Heading into next week’s start of contract talks the US Writers Guild of America (WGA) has issued a report to members highlighting what it says is an imbalance between entertainment company profits and screenwriter pay, driven in part by the transition to streaming.

In Tuesday’s (March 14) report ‘Writers Are Not Keeping Up’, the Guild reiterates that its negotiating team will argue for improved writer compensation after “companies have leveraged the streaming transition to underpay writers, creating more precarious, lower-paid models for writers’ work”.

It notes that while the rise of streaming has increased demand for features, the range of distribution models has created uncertainty over applicable contract terms “with many SVOD films subject to lower MOW [movie of the week] rates”.
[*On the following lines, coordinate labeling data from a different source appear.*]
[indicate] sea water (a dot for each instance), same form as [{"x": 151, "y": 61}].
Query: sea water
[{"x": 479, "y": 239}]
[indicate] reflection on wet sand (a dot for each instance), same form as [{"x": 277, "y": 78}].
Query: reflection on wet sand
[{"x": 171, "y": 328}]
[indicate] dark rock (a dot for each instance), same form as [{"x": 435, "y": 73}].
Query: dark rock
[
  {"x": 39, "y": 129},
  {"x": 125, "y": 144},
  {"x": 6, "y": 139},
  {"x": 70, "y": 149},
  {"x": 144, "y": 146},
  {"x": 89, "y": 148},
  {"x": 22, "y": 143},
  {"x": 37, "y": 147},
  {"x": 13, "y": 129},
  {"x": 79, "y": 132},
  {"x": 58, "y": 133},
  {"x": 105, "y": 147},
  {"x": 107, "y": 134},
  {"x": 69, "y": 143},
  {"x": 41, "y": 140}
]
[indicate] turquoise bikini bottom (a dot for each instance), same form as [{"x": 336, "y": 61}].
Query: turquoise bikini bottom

The report goes on to say median screenwriter pay has remained the same since 2018 and, taking inflation into account, has dropped 14% in real terms over the last five years. It is also noted how it can take a long time before writers receive their money – nine months for a first draft under $150,000 and six months for a first draft over $150,000.

Writers who come under the lower pay bracket can work 50% longer than those who earn over $150,000 as they can be “uniquely vulnerable to producers’ demands for free work”, the report continues. The example is given that writers employed under “one-step deals” are required to turn in a first draft but can be asked to do rewrites for free before they receive the 50% payment balance upon delivery.

“In this context, screen minimums are far too low,” the Guild asserts. “The current minimum for a first draft non-original screenplay is just $60,932, which is only 1.2% of the minimum budget threshold of $5 million – or 0.3% of a still-modest $20 million budget.”

With regard to television, the report claims comedy-variety writers working for streaming services lack the most basic protection of MBA minimums, referring to the Minimum Basic Agreement collective bargaining arrangement that covers benefits, rights, and protections.

The Guild commences talks on Monday (March 20) with studio, streamer and network representative Alliance of Motion Picture & Television Producers. It will negtotiate for increased minimum compensation and higher residuals for reuse markets, and increased contributions to pension plan and health fund.

WGA negotiators will also address regulation of content produced by artificial intelligence, an increasingly pertinent issue in the age of tools like OpenAI’s platform ChatGPT, which is designed to converse with humans and help with tasks like composing emails. The application has fuelled wider concerns about A.I. replacing humans in the job market.

The current WGA contract expires on May 1.